Overgebracht naar de Atlantische Oceaan in 1960, Shangri-La nam deel aan NAVO-oefeningen en verhuisde naar het Caribisch gebied als reactie op problemen in Guatemala en Nicaragua. Gebaseerd op Mayport, FL, bracht de luchtvaartmaatschappij de komende negen jaar door met opereren in de westelijke Atlantische Oceaan en de Middellandse Zee. Na een inzet bij de Amerikaanse zesde vloot in 1962, Shangri-La onderging een revisie in New York, waar de installatie van nieuwe arrestoruitrusting en radarsystemen en de verwijdering van vier 5 "geweermontages werden gezien.

Vietnam

Tijdens zijn werkzaamheden in de Atlantische Oceaan in oktober 1965, Shangri-La werd per ongeluk geramd door de vernietiger USS Newman K. Perry. Hoewel de koerier niet zwaar beschadigd was, leed de vernietiger één dodelijk ongeval. Op 30 juni 1969 opnieuw een anti-onderzeeër carrier (CVS-38) aangewezen, Shangri-La het volgende jaar orders ontvangen om zich aan te sluiten bij de inspanningen van de Amerikaanse marine tijdens de oorlog in Vietnam. Varend via de Indische Oceaan bereikte de koerier de Filippijnen op 4 april 1970. Opererend vanuit Yankee Station, Shangri-La's vliegtuigen begonnen gevechtsmissies in Zuidoost - Azië. Het bleef de komende zeven maanden actief in de regio en vertrok vervolgens naar Mayport via Australië, Nieuw-Zeeland en Brazilië.
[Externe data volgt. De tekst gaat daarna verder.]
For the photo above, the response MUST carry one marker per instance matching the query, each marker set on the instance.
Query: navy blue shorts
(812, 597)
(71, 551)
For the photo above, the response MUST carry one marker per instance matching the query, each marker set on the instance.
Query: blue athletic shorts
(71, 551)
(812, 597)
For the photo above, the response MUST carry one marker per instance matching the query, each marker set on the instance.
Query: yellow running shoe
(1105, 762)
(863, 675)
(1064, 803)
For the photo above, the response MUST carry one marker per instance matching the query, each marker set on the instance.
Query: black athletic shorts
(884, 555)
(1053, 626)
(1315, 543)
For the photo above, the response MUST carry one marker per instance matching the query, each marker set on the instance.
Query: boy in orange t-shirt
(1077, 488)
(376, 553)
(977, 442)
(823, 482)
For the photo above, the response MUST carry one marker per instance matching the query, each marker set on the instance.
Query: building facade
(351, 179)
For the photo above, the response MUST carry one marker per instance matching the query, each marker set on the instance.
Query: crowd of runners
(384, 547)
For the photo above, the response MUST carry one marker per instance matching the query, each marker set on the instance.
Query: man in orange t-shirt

Thuiskomen op 16 december 1970, Shangri-La begon de voorbereidingen voor inactivering. Deze werden voltooid op de marinescheepswerf van Boston. Op 30 juli 1971 buiten gebruik gesteld, verhuisde de koerier naar de Atlantic Reserve Fleet op de scheepswerf van Philadelphia. Aangemaakt uit het Naval Vessel Register op 15 juli 1982, werd het schip vastgehouden om onderdelen voor USS te leveren Lexington(CV-16). Op 9 augustus 1988, Shangri-La werd verkocht voor schroot.